Sunday, May 01, 2005

Cannabis Oral Spray

Article by Aaron Smith from CNN:

"Generally, physicians do not like to use narcotic-based drugs or drugs that have addictive-type characteristics for treatment of chronic pain," said Dr. John Richert, vice president for research and clinical programs for the National Multiple Sclerosis Society.

"There is not yet solid scientific evidence that the cannabis-related drugs are useful for multiple sclerosis pain," he said. "I think if there were solid scientific evidence that this type of drug helped, then that would be the evidence for the FDA to consider in their evaluation for the drug."

I would like to comment:

--We pump people full of drugs (many of which are potentially addictive), without knowing all of the medical risks and/or the respective drug efficacy for each particular individual, on an hourly basis. This is especially common for psychiatric and pain disorders because the potential drug benefits outweigh the costs. We are not talking about targeting blood pressure problems or sinus infections, where we understand the systems involved and for which we have developed specific- and effective-medical treatments --we are talking about targeting biological systems that we know relatively little about and, unfortunately,that vary drastically among individuals.

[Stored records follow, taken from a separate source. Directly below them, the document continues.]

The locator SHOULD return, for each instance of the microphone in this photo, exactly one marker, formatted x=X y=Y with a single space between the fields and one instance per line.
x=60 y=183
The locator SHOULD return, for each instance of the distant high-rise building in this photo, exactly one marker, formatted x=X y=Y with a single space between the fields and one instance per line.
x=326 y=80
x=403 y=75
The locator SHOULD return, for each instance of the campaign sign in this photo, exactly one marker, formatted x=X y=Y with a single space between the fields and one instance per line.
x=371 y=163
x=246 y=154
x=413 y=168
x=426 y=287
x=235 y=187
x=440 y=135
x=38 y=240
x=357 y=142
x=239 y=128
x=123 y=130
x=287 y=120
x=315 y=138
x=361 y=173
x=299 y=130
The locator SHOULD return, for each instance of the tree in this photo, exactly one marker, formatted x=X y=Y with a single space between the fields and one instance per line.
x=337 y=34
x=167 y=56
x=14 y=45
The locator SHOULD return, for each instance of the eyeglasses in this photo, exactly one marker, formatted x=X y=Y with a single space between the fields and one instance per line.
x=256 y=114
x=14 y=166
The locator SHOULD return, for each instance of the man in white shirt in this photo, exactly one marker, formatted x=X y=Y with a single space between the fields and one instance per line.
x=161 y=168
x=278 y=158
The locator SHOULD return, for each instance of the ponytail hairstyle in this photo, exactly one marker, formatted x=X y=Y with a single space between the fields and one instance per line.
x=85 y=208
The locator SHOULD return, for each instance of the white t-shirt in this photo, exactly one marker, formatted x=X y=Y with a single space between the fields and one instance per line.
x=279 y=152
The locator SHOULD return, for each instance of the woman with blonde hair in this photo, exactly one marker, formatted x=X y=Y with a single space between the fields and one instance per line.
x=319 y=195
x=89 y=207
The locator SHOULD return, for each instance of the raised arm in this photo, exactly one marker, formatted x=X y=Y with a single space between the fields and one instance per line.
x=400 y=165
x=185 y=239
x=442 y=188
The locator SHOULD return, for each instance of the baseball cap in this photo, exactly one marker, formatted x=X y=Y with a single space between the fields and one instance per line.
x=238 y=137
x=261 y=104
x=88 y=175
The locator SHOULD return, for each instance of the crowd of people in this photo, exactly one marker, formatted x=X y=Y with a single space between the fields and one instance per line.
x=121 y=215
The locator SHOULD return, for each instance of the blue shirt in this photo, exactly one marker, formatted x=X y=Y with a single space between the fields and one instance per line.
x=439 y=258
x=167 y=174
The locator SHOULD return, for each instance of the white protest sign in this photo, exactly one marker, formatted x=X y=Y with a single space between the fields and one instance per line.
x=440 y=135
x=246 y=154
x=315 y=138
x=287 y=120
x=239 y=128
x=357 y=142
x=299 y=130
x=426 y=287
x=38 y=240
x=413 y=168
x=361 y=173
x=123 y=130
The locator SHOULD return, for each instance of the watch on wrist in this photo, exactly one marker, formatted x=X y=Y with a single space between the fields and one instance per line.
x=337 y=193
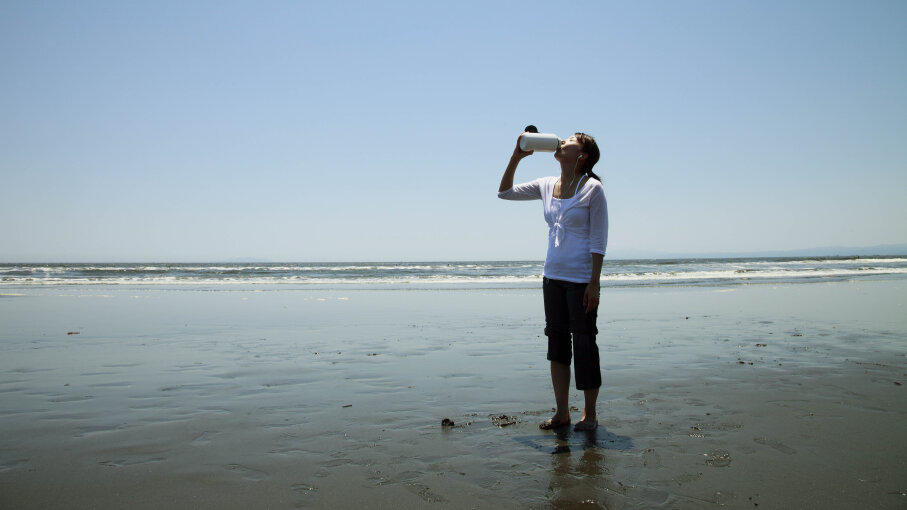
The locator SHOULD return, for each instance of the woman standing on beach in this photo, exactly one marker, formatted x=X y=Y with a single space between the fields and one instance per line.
x=577 y=216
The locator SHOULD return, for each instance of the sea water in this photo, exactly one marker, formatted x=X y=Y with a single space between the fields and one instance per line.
x=472 y=274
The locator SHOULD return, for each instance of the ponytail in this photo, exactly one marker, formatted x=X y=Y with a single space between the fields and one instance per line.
x=591 y=149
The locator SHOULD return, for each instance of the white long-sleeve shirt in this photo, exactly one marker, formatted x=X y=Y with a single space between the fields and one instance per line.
x=577 y=226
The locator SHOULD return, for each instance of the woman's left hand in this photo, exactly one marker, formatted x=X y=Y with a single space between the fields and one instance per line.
x=591 y=296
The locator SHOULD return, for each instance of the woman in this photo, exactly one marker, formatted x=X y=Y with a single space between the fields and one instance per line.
x=577 y=216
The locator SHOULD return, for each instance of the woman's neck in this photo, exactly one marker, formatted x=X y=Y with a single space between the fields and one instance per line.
x=568 y=173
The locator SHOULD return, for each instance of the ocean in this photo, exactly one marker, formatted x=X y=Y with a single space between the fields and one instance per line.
x=421 y=275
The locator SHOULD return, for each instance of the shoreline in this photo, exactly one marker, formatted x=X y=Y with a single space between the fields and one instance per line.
x=784 y=395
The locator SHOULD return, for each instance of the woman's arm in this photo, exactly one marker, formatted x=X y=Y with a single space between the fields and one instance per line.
x=591 y=296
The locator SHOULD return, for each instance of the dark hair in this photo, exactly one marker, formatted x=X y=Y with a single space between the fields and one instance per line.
x=591 y=149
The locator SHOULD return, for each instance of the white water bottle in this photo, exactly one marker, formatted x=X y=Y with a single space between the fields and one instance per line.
x=542 y=142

Pain medications, by virtue of the neurological systems involved in pain perception, have inherent-addictive potential. We still, however, put pain pills in therapeutic-candy dishes next to the Hershey Kisses. We do this because it is the humane thing to do; it's the medically- responsible choice. It's insane that just because we've arbitrarily labeled a drug (all medications are drugs, duh) a "narcotic", we can't harvest that drug's therapeutic properties. If you think cannabis has greater addictive properties than most current pain treatments, you had better educate yourselves. Please tell me that we've moved beyond the "Reefer Madness" days...please.

2 Comments:

At 10:56 AM, Blogger Jessica said...

When my 14 year old son recently broke his scaphoid bone, the ER nurse at the hospital called him to the counter and literally blocked me as she directed her instructions to him. As I stood there listening behind her back, I heard her say, "We are prescribing vicodin for you. You should take 1 - 2 every 4 - 6 hours as needed for pain.” “Excuse me”, I interrupted, "is this really necessary?" "Well", she began in the most patronizing voice, "it could throb at night and if he can't sleep, you might not be able to sleep." I was so dumbfounded by the situation that I was at a loss for words and I am NEVER at a loss for words.

When we left the ER, my son said, "Mom, can we just go home, I don't want to fill the prescription tonight." The next day at work, I mentioned the scenario to my co-worker who is a pharmacist by trade and his eyes almost popped out of his head. He said if my son had trouble sleeping, I should offer him a Tylenol PM or something. The thing is, my son never complained about pain (and I continually asked if he was experiencing any) and ended up not taking anything as a result.

I was aghast at how quickly these people prescribed such an addictive pain pill for a 14 year old kid - and insulted at the degree that they didn't involve me in the discussion of it with him and then talked down to me as if they had to explain what was "in it for me" in order for me to comply.

 
At 12:21 PM, Blogger she falters to rise said...

Your son is lucky that you are an involved parent. Many parents wouldn't have thought twice about it, and your friend is right in telling you your doctor did the wrong thing.

A couple of years ago there was a large movement in the medical field to deal with the problem of "pain management". Many good things came out of this in terms of dealing with chronic and/or neuropathic pain, yet this effort resulted in some negative changes in acute pain management and has led to situations similar to the one you described.

The standard of care is usually to prescribe tylenol with codeine (or equivalent drug) and, if the doctor believes or patient claims the pain will necessitate something stronger, a pain killer such as vicodin. The doctor is to advise the parent, not the child. The doctor usually will advise starting out with OTC drugs and then moving up if necessary depending on the pain source (surgery, injury, disease, etc.).

I'm sorry that the doctor was irresponsible.

My huge concern here is the unwillingness to look at drugs that do not target addiction pathways as heavily as medications such as morphine, vicodin, etc. because we have a societal fear of "narcotics". This an especially valid concern when we are looking at treatments for chronic disease-state pain.